作者：Terra Blevins,Omer Levy,Luke Zettlemoyer

Accepted to ACL 2018

机构：University of Washington

摘要：We present a set of experiments to demonstrate that deep recurrent neural networks (RNNs) learn internal representations that capture soft hierarchical notions of syntax from highly varied supervision. We consider four syntax tasks at different depths of the parse tree; for each word, we predict its part of speech as well as the first (parent), second (grandparent) and third level (great-grandparent) constituent labels that appear above it. These predictions are made from representations produced at different depths in networks that are pretrained with one of four objectives: dependency parsing, semantic role labeling, machine translation, or language modeling. In every case, we find a correspondence between network depth and syntactic depth, suggesting that a soft syntactic hierarchy emerges.
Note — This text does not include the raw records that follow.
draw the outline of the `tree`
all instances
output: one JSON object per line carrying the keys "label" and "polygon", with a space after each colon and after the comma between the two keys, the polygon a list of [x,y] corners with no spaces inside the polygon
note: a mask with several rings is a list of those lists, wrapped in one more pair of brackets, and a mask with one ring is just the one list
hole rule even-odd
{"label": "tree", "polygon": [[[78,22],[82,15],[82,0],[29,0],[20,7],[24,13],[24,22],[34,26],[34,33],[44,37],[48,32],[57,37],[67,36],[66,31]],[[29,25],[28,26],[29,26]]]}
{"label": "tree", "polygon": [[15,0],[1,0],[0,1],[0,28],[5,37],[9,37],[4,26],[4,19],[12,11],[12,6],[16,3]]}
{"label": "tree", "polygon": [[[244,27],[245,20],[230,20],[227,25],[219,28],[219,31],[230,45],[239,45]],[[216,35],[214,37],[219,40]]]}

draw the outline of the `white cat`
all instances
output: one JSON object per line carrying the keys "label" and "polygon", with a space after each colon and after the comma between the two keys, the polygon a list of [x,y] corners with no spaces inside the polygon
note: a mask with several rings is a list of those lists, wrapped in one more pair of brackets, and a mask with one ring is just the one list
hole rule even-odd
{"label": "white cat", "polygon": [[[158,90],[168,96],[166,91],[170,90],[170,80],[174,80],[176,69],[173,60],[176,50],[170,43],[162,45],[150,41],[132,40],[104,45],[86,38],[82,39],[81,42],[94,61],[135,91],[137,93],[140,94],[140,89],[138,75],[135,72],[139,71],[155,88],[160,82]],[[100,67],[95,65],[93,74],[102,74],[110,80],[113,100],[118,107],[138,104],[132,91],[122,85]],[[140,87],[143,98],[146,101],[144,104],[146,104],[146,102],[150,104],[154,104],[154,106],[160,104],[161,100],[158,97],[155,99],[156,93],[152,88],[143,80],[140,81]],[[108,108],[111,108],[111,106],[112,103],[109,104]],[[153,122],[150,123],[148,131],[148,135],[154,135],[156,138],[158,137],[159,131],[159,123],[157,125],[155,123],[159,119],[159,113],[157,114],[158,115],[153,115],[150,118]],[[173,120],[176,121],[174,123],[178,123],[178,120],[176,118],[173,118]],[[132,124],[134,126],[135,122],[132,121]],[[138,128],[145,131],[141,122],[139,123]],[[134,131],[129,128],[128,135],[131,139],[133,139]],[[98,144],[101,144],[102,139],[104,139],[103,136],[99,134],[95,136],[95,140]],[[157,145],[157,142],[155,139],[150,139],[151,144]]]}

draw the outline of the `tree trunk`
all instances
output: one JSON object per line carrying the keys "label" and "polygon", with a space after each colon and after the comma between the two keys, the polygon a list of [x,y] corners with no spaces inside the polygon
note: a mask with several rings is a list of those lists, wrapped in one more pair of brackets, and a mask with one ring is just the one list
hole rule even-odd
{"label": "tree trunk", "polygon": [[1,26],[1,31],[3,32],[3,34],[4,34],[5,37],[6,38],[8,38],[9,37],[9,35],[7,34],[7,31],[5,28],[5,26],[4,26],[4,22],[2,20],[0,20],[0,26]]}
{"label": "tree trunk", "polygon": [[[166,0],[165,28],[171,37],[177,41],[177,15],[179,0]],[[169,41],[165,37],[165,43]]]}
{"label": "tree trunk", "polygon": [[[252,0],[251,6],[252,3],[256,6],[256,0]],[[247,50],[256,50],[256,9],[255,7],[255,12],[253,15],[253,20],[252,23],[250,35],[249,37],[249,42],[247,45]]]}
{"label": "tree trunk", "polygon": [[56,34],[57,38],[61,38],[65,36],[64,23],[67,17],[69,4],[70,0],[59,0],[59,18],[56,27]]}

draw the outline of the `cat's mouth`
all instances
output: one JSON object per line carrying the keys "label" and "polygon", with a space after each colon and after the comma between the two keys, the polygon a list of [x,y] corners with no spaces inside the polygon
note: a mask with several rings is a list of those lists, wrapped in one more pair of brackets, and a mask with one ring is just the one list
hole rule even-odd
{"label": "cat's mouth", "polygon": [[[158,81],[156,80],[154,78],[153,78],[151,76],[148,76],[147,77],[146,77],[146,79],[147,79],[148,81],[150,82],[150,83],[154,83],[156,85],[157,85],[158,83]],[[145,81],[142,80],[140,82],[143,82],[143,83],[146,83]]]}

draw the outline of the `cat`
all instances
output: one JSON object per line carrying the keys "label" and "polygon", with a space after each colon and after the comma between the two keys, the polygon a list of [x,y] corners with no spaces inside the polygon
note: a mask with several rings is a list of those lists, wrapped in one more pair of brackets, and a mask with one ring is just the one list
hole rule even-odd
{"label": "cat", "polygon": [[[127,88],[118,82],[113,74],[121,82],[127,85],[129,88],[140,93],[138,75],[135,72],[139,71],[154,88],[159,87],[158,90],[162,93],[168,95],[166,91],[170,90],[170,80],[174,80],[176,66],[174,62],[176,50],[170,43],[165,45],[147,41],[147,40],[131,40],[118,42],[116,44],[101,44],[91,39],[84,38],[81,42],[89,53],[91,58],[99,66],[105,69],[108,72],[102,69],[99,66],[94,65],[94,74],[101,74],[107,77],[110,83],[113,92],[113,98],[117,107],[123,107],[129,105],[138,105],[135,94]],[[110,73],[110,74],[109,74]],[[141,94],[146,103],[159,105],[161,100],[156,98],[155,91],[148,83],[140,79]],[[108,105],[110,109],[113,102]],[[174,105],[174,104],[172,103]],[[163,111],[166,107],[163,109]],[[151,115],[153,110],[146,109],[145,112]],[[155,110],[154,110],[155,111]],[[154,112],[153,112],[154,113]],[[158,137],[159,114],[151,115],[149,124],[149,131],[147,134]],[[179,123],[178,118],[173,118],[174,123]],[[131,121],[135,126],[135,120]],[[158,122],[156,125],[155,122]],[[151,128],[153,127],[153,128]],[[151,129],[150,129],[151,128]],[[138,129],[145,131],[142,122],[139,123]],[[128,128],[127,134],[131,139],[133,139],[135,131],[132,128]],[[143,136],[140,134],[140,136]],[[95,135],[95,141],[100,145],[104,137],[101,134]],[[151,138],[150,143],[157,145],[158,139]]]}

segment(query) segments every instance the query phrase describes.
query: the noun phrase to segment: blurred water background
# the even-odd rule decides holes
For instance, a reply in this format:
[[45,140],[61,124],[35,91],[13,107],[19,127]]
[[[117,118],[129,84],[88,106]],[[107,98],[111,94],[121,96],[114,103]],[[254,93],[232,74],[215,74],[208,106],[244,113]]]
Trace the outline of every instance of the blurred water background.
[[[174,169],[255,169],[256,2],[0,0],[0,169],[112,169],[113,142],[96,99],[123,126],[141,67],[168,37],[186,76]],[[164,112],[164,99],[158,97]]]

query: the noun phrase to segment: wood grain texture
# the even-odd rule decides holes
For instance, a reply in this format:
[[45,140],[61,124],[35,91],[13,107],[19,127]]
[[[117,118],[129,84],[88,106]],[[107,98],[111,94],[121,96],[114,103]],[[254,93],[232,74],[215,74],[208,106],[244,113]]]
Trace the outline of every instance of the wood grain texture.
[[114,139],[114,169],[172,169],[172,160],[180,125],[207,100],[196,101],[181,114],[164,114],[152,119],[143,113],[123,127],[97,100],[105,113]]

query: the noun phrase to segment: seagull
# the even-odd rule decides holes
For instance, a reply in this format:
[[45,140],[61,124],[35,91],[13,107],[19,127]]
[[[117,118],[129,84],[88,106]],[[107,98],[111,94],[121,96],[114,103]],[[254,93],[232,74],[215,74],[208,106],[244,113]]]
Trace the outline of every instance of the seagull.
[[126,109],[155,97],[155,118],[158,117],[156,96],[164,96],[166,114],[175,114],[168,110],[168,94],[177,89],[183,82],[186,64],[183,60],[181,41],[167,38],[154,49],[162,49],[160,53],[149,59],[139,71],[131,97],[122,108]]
This effect is robust across all conditions, indicating that the models encode significant amounts of syntax even in the absence of an explicit syntactic training supervision.

期刊：arXiv, 2018年5月11日

网址：

http://www.zhuanzhi.ai/document/56ed36a253d72ca4658d84345fb6f6d0

3.Attention Focusing for Neural Machine Translation by Bridging Source and Target Embeddings（神经机器翻译时注意的焦点：通过桥接源和目标嵌入）

作者：Shaohui Kuang,Junhui Li,António Branco,Weihua Luo,Deyi Xiong

Accepted by ACL2018

机构：Soochow University，University of Lisbon

摘要：In neural machine translation, a source sequence of words is encoded into a vector from which a target sequence is generated in the decoding phase. Differently from statistical machine translation, the associations between source words and their possible target counterparts are not explicitly stored. Source and target words are at the two ends of a long information processing procedure, mediated by hidden states at both the source encoding and the target decoding phases. This makes it possible that a source word is incorrectly translated into a target word that is not any of its admissible equivalent counterparts in the target language. In this paper, we seek to somewhat shorten the distance between source and target words in that procedure, and thus strengthen their association, by means of a method we term bridging source and target word embeddings. We experiment with three strategies: (1) a source-side bridging model, where source word embeddings are moved one step closer to the output target sequence; (2) a target-side bridging model, which explores the more relevant source word embeddings for the prediction of the target sequence; and (3) a direct bridging model, which directly connects source and target word embeddings seeking to minimize errors in the translation of ones by the others. Experiments and analysis presented in this paper demonstrate that the proposed bridging models are able to significantly improve quality of both sentence translation, in general, and alignment and translation of individual source words with target words, in particular.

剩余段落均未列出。